On the explosive ‘Hurt A Fly’, Williams is a volatile, relentless presence. She takes the persona of a manipulative lover as she lurches from guilt to sorrow to renewed fury, backed by whirring, frenetic guitars. The accompanying video, directed by Ryan Schnackenberg (previously worked with Mannequin Pussy and more), visualises this energy, as Williams moves around inside a plastic bubble.

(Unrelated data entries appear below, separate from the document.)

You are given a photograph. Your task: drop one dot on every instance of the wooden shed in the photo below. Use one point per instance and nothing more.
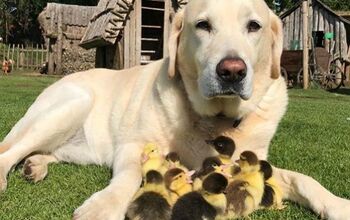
(322, 20)
(63, 27)
(130, 32)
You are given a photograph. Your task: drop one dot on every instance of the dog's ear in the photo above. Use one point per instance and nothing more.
(277, 45)
(175, 32)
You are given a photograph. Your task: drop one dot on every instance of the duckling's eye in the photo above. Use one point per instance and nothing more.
(204, 25)
(253, 26)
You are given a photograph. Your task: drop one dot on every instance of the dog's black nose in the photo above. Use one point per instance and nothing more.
(231, 69)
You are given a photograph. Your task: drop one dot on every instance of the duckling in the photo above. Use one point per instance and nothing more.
(225, 147)
(245, 192)
(152, 159)
(151, 201)
(204, 204)
(208, 166)
(178, 182)
(172, 160)
(192, 206)
(214, 186)
(273, 195)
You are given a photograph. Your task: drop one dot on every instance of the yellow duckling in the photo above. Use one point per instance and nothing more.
(245, 192)
(178, 182)
(152, 159)
(272, 197)
(152, 201)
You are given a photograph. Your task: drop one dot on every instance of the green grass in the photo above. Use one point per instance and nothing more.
(313, 138)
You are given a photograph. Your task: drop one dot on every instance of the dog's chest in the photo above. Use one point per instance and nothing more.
(190, 143)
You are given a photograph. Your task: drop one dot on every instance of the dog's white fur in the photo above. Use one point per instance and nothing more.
(106, 117)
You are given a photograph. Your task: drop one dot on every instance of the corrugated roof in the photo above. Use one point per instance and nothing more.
(298, 4)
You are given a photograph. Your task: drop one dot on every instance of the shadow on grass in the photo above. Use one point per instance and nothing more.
(342, 91)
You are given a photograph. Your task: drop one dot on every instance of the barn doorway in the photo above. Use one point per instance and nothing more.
(152, 30)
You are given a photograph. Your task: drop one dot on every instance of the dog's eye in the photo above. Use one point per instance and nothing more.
(253, 26)
(204, 25)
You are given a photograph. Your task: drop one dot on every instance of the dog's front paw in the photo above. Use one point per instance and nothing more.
(339, 211)
(35, 168)
(3, 180)
(102, 205)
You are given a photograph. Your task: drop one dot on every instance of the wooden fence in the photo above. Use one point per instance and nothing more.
(24, 57)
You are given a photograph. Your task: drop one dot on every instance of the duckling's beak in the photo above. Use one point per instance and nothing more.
(189, 175)
(210, 142)
(144, 157)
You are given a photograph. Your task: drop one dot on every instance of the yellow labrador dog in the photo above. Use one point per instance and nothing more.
(223, 65)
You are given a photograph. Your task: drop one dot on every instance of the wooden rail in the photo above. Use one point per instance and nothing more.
(24, 57)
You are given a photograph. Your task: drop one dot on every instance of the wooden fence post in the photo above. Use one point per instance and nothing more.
(305, 45)
(37, 57)
(18, 58)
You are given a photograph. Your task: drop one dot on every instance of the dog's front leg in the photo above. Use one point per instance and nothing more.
(112, 202)
(308, 192)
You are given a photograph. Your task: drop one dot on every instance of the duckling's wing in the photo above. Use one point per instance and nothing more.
(236, 195)
(149, 206)
(268, 196)
(192, 206)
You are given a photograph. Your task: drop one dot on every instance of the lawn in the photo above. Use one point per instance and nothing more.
(313, 138)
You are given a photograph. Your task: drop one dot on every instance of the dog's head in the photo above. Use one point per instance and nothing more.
(222, 48)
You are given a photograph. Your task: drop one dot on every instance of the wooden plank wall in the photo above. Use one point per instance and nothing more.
(320, 20)
(132, 37)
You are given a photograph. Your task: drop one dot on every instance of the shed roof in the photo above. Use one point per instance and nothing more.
(73, 15)
(106, 24)
(298, 4)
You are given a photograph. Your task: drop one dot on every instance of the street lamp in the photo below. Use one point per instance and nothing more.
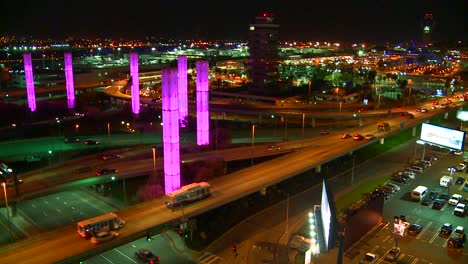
(6, 203)
(253, 142)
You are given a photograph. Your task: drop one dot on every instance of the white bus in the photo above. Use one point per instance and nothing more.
(107, 222)
(188, 193)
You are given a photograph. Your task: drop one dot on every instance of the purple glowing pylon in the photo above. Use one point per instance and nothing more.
(69, 79)
(170, 109)
(182, 85)
(29, 81)
(135, 82)
(203, 114)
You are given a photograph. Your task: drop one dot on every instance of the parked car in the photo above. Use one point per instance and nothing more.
(358, 137)
(108, 156)
(106, 171)
(455, 199)
(344, 136)
(414, 229)
(147, 256)
(438, 204)
(460, 180)
(446, 230)
(104, 236)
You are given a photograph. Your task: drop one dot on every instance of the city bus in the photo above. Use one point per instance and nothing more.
(106, 222)
(188, 193)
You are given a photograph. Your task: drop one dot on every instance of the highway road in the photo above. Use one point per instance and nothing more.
(225, 189)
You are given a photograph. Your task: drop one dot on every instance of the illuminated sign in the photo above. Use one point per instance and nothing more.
(443, 136)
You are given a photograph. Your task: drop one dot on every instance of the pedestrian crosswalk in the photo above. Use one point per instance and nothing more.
(208, 258)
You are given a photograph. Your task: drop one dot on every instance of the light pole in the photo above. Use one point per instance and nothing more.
(253, 142)
(154, 160)
(6, 204)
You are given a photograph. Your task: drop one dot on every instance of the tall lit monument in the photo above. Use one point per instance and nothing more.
(29, 81)
(182, 84)
(203, 114)
(135, 82)
(170, 107)
(69, 79)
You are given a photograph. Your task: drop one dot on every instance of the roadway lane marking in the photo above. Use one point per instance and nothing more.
(424, 230)
(124, 255)
(433, 237)
(108, 260)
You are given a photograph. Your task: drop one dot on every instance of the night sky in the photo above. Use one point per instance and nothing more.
(321, 20)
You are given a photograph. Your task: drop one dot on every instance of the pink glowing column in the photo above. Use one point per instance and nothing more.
(69, 79)
(170, 107)
(29, 81)
(203, 114)
(135, 82)
(182, 84)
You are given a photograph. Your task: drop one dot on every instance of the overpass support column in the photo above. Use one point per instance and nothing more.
(318, 169)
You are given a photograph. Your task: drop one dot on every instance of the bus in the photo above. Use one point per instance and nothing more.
(188, 193)
(106, 222)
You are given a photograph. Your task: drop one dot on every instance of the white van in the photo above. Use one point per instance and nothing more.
(419, 193)
(446, 181)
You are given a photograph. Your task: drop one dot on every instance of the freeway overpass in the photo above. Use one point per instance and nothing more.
(154, 216)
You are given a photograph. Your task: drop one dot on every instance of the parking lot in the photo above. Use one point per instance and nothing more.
(427, 246)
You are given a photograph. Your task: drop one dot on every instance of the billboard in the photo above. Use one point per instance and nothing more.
(443, 136)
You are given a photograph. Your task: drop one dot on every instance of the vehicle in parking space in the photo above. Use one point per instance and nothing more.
(395, 186)
(443, 196)
(445, 181)
(393, 254)
(106, 171)
(433, 195)
(399, 179)
(455, 242)
(438, 204)
(388, 189)
(370, 258)
(409, 174)
(455, 199)
(427, 201)
(383, 126)
(460, 232)
(358, 137)
(104, 236)
(461, 167)
(460, 209)
(419, 193)
(91, 142)
(273, 147)
(414, 229)
(108, 156)
(344, 136)
(446, 230)
(147, 256)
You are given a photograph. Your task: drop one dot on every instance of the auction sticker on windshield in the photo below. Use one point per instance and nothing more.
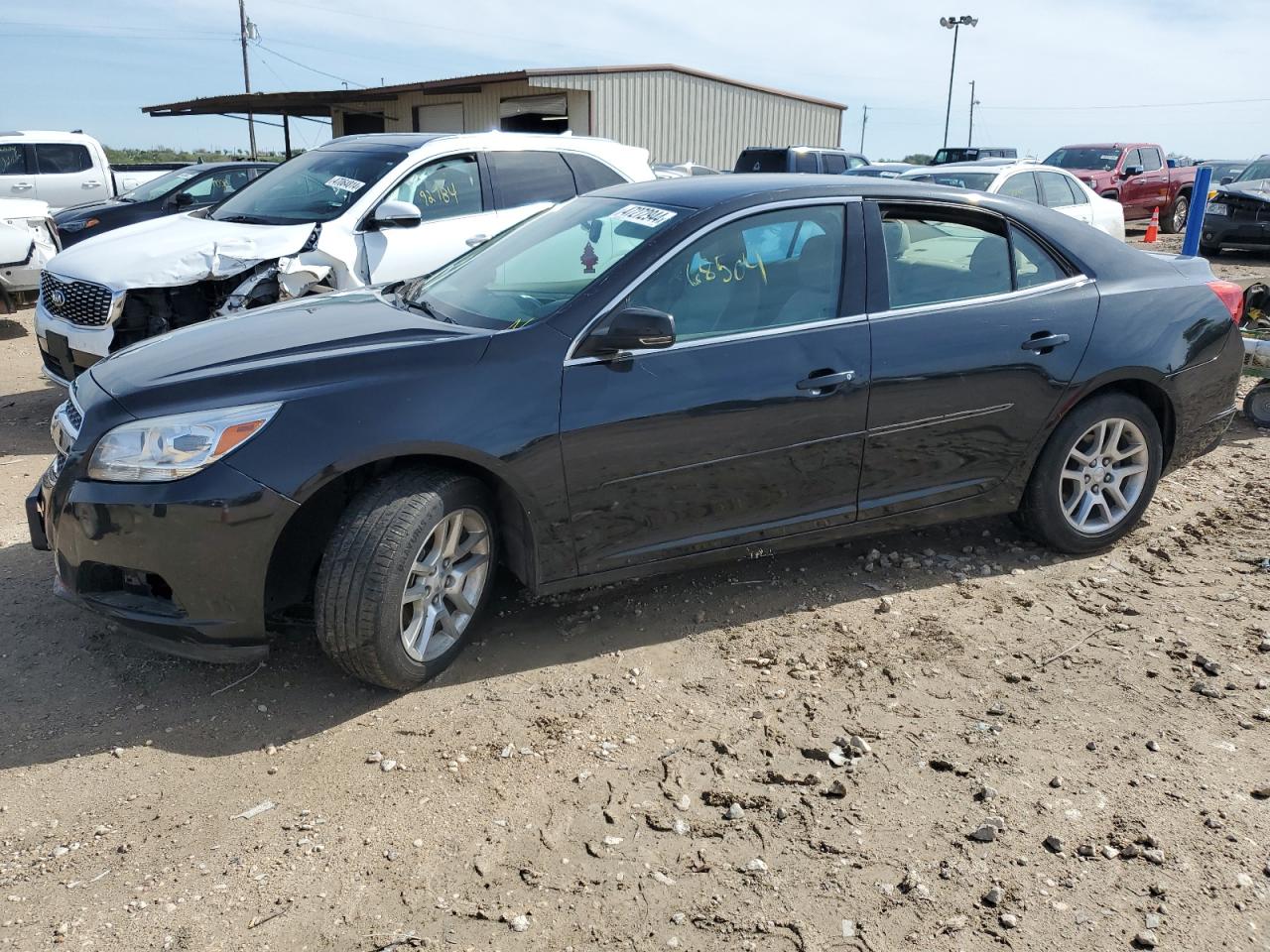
(344, 184)
(643, 214)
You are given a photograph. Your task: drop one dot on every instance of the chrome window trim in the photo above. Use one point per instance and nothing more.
(1075, 281)
(712, 226)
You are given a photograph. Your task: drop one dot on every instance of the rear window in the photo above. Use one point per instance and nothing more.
(63, 158)
(763, 160)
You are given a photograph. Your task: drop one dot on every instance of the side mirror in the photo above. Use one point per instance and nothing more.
(395, 213)
(630, 329)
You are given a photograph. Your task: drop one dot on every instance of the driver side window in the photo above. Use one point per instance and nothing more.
(444, 188)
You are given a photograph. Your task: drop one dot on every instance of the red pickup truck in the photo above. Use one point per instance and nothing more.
(1135, 175)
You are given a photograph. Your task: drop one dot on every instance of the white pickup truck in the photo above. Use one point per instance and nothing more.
(64, 169)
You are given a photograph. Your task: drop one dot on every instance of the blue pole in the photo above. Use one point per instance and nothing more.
(1196, 216)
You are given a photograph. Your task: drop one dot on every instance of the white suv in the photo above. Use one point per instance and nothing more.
(357, 211)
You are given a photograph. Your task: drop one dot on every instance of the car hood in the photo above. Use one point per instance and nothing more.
(175, 250)
(313, 341)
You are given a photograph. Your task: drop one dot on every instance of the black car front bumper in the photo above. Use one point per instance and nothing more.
(181, 563)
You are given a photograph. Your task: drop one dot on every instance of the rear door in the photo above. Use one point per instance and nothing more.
(970, 354)
(726, 438)
(67, 175)
(17, 171)
(454, 214)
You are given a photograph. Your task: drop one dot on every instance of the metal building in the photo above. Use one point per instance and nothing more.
(677, 113)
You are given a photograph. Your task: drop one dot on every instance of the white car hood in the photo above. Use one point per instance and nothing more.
(176, 250)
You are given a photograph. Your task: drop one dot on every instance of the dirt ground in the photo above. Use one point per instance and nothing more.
(1051, 753)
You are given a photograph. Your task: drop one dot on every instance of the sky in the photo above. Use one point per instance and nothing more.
(1047, 72)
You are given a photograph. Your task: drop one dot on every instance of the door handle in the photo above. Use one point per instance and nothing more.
(826, 381)
(1044, 341)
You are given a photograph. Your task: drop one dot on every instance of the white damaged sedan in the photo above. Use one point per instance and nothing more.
(357, 211)
(1043, 184)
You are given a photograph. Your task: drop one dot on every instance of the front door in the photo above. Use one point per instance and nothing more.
(970, 354)
(453, 216)
(751, 425)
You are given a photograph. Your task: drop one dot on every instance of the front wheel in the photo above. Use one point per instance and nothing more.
(405, 575)
(1175, 217)
(1095, 476)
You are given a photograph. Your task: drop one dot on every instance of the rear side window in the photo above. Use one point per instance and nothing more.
(804, 162)
(13, 159)
(1034, 266)
(952, 257)
(1053, 189)
(834, 164)
(589, 175)
(1021, 185)
(63, 158)
(525, 178)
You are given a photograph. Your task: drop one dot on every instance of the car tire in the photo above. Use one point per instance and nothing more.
(421, 532)
(1174, 220)
(1055, 502)
(1256, 405)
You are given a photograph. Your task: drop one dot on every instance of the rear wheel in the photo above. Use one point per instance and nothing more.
(1174, 220)
(1256, 405)
(407, 572)
(1095, 476)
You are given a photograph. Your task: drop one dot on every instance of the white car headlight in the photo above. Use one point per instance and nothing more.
(164, 448)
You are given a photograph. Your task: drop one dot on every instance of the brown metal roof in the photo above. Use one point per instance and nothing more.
(318, 102)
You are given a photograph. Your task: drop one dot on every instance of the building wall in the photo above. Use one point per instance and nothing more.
(675, 116)
(690, 118)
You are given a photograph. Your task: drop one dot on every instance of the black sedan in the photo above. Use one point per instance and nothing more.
(631, 382)
(181, 190)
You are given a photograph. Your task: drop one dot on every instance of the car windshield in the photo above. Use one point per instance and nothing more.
(973, 180)
(535, 270)
(1260, 169)
(317, 185)
(160, 186)
(1098, 159)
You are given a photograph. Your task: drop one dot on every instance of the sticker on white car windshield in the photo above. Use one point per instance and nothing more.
(344, 184)
(644, 214)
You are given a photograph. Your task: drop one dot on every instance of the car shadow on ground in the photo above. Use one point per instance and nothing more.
(71, 687)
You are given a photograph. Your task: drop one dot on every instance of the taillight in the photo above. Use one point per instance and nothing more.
(1230, 296)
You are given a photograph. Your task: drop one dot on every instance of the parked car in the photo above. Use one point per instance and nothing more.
(1238, 216)
(183, 189)
(1134, 175)
(359, 209)
(1030, 181)
(973, 154)
(881, 171)
(830, 162)
(66, 168)
(635, 381)
(28, 240)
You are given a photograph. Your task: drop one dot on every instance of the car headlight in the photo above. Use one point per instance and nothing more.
(164, 448)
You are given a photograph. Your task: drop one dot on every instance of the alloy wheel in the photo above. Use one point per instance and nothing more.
(1103, 476)
(444, 584)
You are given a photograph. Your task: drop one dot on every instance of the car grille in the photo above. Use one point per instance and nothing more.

Speaking of the track Williams says:
“‘Hurt A Fly’ is me embodying a persona of gaslighting, narcissistic soft-boy type shit. The classic ‘sorry I acted violently, I’m not mad that you got upset at me, wanna hang out next week?’. I wanted to see what it was like to be a character trying to skirt around accountability. It’s an angry and unhinged song, and for the video I wanted to be inside a bubble writhing around and trying to get out. A stranger filmed me practicing choreography at a public park, submitted it to a meme page making fun of ‘influencers,’ and the video got 1,000,000 views, which in my mind is perfect thematically.“
Planet (i) is the follow-up to 2020’s I Was Born Swimming, for which Mojo described her as “one of 2020’s most engaging new artists” and she was made a ‘One To Watch‘ by The Observer. Planet (i) is a world entirely of Williams’ making. The title came first to her as a joke: it’s her made-up name for the new planet people will inevitably settle and destroy after leaving Earth, as well as the universe imagined within her music. The record is a love letter to disaster in every form imaginable – these songs fully embrace a planet in ruin. Buoyed by her steadfast vision and propelled by her burning comet of a voice, Planet (i) is at once a refuge, an act of self-healing, and a musical reflection of Squirrel Flower’s inner and outer worlds.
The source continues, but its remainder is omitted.